The method according to the invention is preferably used for heat treatment the 50 Cr V4 and temperable steels with pre-eutectoid carbide precipitation, like 90 MnCr V8 or X 36 CrMo 17, or boron-containing steels with subsequent Cold forming for springs, screws, molded parts etc. Just that Boron-containing steels for cold massive forming can now be obtained from the rolling heat be compensated. They show after cold forming without additional tempering the desired strength.

Claims (12)

Process for the heat treatment of wire, the rolled material being coiled or wound into coils or brought into a winding shape by means of a winding layer,
characterized,
that, to temper the wire, the long-format rolling stock coming directly from the rolling heat is cooled to a temperature below the martensite start temperature. Method according to claim 1,
characterized,
that the rolling stock is coiled, coiled or laid after the cooling process and then tempered. Method according to claims 1 and 2,
characterized,
that the rolling stock is cooled to a temperature just below the martensite start temperature and above the martensite finish temperature, so that the structure still has residual austenite, and then the winding process follows. Method according to claim 3,
characterized,
that the rolling stock is guided under hoods after cooling to a temperature below the martensite start temperature. Method according to claim 1,
characterized,
that the martensite formed during cooling in the surface layer of the long-size rolling stock is already tempered by the residual heat in the core.
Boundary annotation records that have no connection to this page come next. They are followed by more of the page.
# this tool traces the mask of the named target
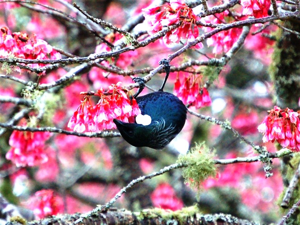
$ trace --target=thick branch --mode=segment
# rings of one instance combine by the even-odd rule
[[[144,210],[136,212],[125,210],[115,210],[99,212],[90,217],[80,217],[82,215],[79,213],[54,216],[38,221],[28,222],[27,224],[69,225],[74,224],[74,222],[76,221],[76,224],[82,225],[259,225],[257,223],[240,219],[229,214],[219,213],[203,215],[200,213],[199,211],[199,209],[194,207],[184,208],[182,210],[176,212],[165,211],[159,209]],[[7,225],[22,224],[18,221],[7,224]]]

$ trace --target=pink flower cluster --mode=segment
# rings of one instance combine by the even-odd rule
[[[205,19],[207,22],[213,24],[222,23],[225,22],[225,21],[227,22],[234,22],[235,19],[230,15],[229,12],[226,10],[221,13],[208,16]],[[208,32],[214,28],[207,27],[203,29],[205,32]],[[207,45],[214,46],[213,53],[220,54],[223,52],[227,52],[238,40],[241,32],[242,29],[240,28],[232,28],[219,32],[208,38]]]
[[[116,128],[114,119],[134,122],[135,116],[140,114],[141,110],[135,99],[129,99],[129,92],[122,89],[121,84],[112,84],[106,92],[98,90],[94,95],[100,99],[94,106],[90,97],[86,97],[70,118],[68,127],[78,132],[93,132]]]
[[[51,135],[47,132],[14,131],[9,138],[12,147],[6,153],[6,158],[17,167],[33,166],[47,162],[45,142]]]
[[[198,81],[200,77],[184,73],[181,81],[178,76],[174,85],[174,94],[186,105],[200,108],[212,104],[212,100],[206,88],[202,87]]]
[[[271,5],[271,0],[241,0],[243,14],[253,16],[256,18],[268,16],[268,10]]]
[[[183,203],[176,196],[173,188],[167,183],[161,183],[151,194],[151,200],[154,207],[173,211],[182,208]]]
[[[258,128],[264,134],[263,141],[274,142],[276,140],[283,148],[300,151],[300,112],[288,108],[282,109],[276,106],[268,112],[270,114]]]
[[[57,59],[61,58],[60,53],[53,50],[44,40],[34,34],[29,37],[25,33],[12,33],[6,27],[0,29],[0,57],[8,57],[10,53],[18,58],[27,59]],[[32,68],[45,66],[41,63],[28,64]],[[17,70],[21,72],[21,70]]]
[[[53,190],[43,189],[37,192],[30,198],[29,207],[38,219],[63,212],[62,198]]]
[[[182,39],[192,41],[199,36],[196,22],[201,18],[182,0],[170,0],[169,4],[149,7],[142,10],[147,24],[146,29],[150,34],[162,30],[164,27],[181,23],[179,27],[168,32],[163,37],[163,40],[166,45],[178,43]],[[202,48],[203,44],[200,42],[195,47]]]

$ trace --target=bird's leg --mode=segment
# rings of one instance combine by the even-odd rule
[[[139,94],[140,93],[142,92],[142,91],[145,88],[145,80],[142,78],[134,78],[132,80],[135,83],[138,83],[138,90],[137,92],[133,95],[132,97],[134,98],[135,98],[138,97],[138,96]]]
[[[162,87],[158,91],[163,91],[163,88],[165,87],[165,84],[166,84],[166,82],[167,82],[167,80],[169,77],[169,74],[170,74],[170,64],[169,63],[169,61],[167,59],[163,59],[159,61],[159,65],[163,64],[165,66],[165,71],[166,71],[166,77],[165,77],[165,79],[163,81],[163,82],[162,83]]]

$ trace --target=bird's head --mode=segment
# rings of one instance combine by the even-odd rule
[[[114,119],[113,122],[123,138],[132,145],[136,147],[147,146],[152,140],[151,133],[154,128],[152,123],[144,125],[136,123],[124,122]]]

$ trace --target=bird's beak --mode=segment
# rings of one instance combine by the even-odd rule
[[[124,123],[122,121],[118,120],[116,119],[114,119],[112,120],[112,121],[116,125],[122,125]]]

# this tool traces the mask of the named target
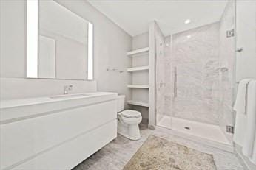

Method according to claim 1,
characterized,
that the cooling to a temperature below the martensite start temperature is carried out after the finish pass in the roll stand and before the static recrystallization of the roll structure begins. Method according to claim 5,
characterized,
that the last rolling passes or the finishing pass in the roll stand for setting a fine-grained rolling structure take place at relatively low final rolling temperatures. Method according to one of claims 1 to 5,
characterized,
that the cooling of the rolling stock from the rolling heat is carried out by means of water cooling. Method according to one of the preceding claims,
characterized,
that the secondary scale formed during the rolling process and also quenched during cooling is already mechanically removed by cracking during winding or winding before a subsequent pickling process, if applicable. System for carrying out the method according to claim 1 with a rolling stand and a downstream device for reeling the rolling stock or device for laying turns in addition to the winding device and collecting station to form a bundle by means of a mandrel,
characterized,
that the system also includes: a cooling section, which is immediately downstream of the rolling stand, for the defined cooling of the long-sized rolling stock below the martensite start temperature, a tempering furnace, which is arranged downstream of the reel device or winding laying device. System according to claim 10,
furthermore includes a hood furnace adjoining the cooling section. Use of the method according to one of claims 1 to 9 for production of wire products made of temperable steels with pre-eutectoid Carbide precipitation, such as 90 MnCr V8 or X 35 CrMo 17, or from boron-containing Steel with subsequent cold forming.